[Info-vax] OpenVMS async I/O, fast vs. slow
Arne Vajhøj
arne at vajhoej.dk
Sat Nov 4 17:44:24 EDT 2023
On 11/4/2023 7:11 AM, Johnny Billquist wrote:
> On 2023-11-03 15:08, Arne Vajhøj wrote:
>> On 11/2/2023 9:02 PM, Jake Hamby (Solid State Jake) wrote:
>>> I've become a little obsessed with the question of how well OpenVMS
>>> performs relative to Linux inside a VM, under different conditions.
>>> My current obsession is the libuv library which provides a popular
>>> async I/O abstraction layer implemented for all the different flavors
>>> of UNIX that have async I/O, as well as for Windows. What might a VMS
>>> version look like? How many cores could it scale up to without too
>>> much synchronization overhead?
>>>
>>> Alternatively, for existing VMS apps, how might they be sped up on
>>> non-VAX hardware?
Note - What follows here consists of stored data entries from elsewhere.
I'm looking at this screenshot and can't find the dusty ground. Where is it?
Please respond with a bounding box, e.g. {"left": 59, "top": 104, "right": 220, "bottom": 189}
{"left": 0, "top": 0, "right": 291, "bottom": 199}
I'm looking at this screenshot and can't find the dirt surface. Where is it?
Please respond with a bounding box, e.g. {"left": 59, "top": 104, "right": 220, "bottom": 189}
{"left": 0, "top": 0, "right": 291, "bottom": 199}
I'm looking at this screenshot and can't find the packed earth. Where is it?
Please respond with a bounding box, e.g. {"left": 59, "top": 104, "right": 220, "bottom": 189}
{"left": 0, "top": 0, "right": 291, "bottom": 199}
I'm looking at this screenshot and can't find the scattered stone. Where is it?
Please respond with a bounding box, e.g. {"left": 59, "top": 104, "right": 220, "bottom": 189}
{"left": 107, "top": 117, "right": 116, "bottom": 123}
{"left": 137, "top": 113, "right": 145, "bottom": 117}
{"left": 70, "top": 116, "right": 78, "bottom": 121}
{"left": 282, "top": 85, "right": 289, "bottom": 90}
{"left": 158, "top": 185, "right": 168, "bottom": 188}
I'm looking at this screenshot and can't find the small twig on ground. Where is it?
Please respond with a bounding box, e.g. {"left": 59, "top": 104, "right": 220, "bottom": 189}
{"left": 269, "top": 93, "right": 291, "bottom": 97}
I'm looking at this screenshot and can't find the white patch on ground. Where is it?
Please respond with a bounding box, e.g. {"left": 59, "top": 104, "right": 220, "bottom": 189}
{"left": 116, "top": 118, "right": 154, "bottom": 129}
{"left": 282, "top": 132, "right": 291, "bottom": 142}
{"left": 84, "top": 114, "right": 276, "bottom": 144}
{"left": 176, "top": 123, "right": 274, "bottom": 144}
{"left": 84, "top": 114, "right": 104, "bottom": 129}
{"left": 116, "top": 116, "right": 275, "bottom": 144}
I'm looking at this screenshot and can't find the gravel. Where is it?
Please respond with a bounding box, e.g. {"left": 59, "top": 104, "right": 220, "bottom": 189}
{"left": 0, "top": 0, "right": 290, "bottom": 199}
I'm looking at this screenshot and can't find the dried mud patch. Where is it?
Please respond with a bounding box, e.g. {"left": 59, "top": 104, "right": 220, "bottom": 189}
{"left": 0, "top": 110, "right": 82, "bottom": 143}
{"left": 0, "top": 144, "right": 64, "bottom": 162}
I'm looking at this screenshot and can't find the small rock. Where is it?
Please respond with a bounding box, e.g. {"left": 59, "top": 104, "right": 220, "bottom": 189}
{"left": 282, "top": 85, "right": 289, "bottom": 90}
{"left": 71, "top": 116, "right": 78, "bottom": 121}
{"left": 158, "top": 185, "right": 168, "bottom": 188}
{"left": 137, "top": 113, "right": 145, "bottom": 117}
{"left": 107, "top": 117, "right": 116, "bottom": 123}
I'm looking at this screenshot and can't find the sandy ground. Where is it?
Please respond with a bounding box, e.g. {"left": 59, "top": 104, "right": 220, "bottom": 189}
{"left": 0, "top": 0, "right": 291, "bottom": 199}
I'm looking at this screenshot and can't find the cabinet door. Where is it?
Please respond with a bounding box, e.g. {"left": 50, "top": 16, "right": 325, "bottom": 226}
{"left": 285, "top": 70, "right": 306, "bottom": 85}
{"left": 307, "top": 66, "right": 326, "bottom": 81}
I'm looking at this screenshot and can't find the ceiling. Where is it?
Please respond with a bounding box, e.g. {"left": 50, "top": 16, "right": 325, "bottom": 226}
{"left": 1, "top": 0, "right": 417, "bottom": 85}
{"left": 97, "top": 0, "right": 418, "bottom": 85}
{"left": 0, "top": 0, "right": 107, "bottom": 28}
Based on the mailbox copy driver loop in the VMS
>>> port of Perl that I spent some time piecing together, I've noticed a
>>> few patterns that can't possibly perform well on any hardware newer
>>> than Alpha, and maybe not on Alpha either.
>>
>> The normal assumption regarding speed of disk IO would be that:
>>
>> RMS record IO ($GET and $PUT) < RMS block IO ($READ and $WRITE) <
>> $QIO(W) < $IO_PERFORM(W) < memory mapped file
>>
>> (note that assumption and fact are spelled differently)
>
> I'm not sure I have ever understood why people think memory mapped files
> would be faster than a QIO under VMS.
Very few layers.
Large degree of freedom to the OS about how to read.
> With memory mapped I/O, what you essentially get is that I/O transfers
> go directly from/to disk to user memory with a single operation. There
> are no intermediate buffers, no additional copying. Which is what you
> pretty much always have otherwise on Unix systems.
>
> However, a QIO under VMS is already a direct communication between the
> physical memory and the device with no intermediate buffers, additional
> copying or whatever, unless I'm confused (and VMS changed compared to
> RSX here...).
XFC?
> So how would memory mapped I/O be any faster? You basically cannot be
> any faster than one DMA transfer. In fact, with memory mapped I/O, you
> might be also hitting the page fault handling, and a reading in of a
> full page, which might be more than you needed, causing some overhead as
> well.
Fewer layers to go through. More freedom to read ahead.
> Also, what do $IO_PERFORM do, that could possibly make it faster than QIO?
$QIO(W) is original. $IO_PERFORM(W) was added much later.
$IO_PERFORM(W) is called fast path IO. The name and the fact
that it was added later hint at it being faster.
That name has always give me associations to a strategy of
doing lots of checks upfront and then skip layers
and checks when doing the actual reads/writes. But I
have no idea if that is actually what it does.